Iris with leather, frankincense and myrrh, topped off by tales of Montmartre in 1894 and a dancer from the Moulin Rouge who receives an enchanted vial of ambergris… I was instantly intrigued. I’d never heard of the perfume house which was an Italian one, but the Italians make some great fragrances and those notes had a siren’s lure. So, I sent off for a vial of Montmartre (as well as one of a scent called Cruda that turned out to be a rose rollercoaster), and thought I would tell you my own tale.
Morph Parfums is a relatively new Italian house that may have been founded in 2103, judging by their Facebook page. A comment on Parfumo.net says that their creative director (and possible founder) is a man called Dr. Andrea Angelino, while the perfumes are made by Maurizio Cerizza. Apparently, all of them are super-concentrated in nature, clocking in at a whopping 33% which is far higher than most extrait de parfums. On their website, Morph describes them as being
the outcome of a careful research of the best natural essences which have been chosen with passion all around the world. Morph redoubles, in its creations, the quantity of usually used essences so creating intense Eau de parfum and enhancing the endurance and the intensity on the skin of its unique odors. Odors that describe with stories, travels, adventures and emotions.
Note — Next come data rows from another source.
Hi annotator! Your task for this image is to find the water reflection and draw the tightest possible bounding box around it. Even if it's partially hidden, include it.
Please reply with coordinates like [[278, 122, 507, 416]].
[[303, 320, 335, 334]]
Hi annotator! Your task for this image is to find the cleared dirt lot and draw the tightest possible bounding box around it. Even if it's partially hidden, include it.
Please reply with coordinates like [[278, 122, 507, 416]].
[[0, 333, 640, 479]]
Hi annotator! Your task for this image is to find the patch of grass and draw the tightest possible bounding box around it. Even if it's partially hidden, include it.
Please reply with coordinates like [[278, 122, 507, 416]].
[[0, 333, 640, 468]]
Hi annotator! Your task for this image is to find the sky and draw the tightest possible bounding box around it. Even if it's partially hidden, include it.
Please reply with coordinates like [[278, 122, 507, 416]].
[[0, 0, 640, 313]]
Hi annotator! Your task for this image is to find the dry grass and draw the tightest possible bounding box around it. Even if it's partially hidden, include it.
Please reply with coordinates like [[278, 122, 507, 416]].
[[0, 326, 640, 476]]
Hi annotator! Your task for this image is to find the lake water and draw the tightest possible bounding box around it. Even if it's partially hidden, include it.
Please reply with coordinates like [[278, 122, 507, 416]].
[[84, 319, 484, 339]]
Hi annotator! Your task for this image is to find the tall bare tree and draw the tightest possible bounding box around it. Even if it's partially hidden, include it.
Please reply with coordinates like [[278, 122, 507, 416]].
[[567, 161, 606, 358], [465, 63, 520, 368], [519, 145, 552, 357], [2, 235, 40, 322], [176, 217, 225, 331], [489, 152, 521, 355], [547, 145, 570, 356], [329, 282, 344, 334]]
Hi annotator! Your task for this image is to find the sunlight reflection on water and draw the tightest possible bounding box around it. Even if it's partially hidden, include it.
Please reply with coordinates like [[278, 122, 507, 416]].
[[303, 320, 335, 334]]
Morph also has long stories for all their scents. For Montmartre (sometimes called “Montmartre 1894“), it is about a young ballerina called Yvette who works at the famed Moulin Rouge in Paris’ Montmartre district in 1894. One night, a street vendor gifts her with a mysterious vial of an opulent, ambered perfume whose aroma enchants everyone who encounters it, leaving them happy and smiling. The rest of the tale is a long one, but ends with Morph saying that it has “found the magic ampoule of Yvette, hidden for decades by her smiling descendants. Morph has reproduced its unforgettable aroma of amber, natural elements and a touch of happiness.”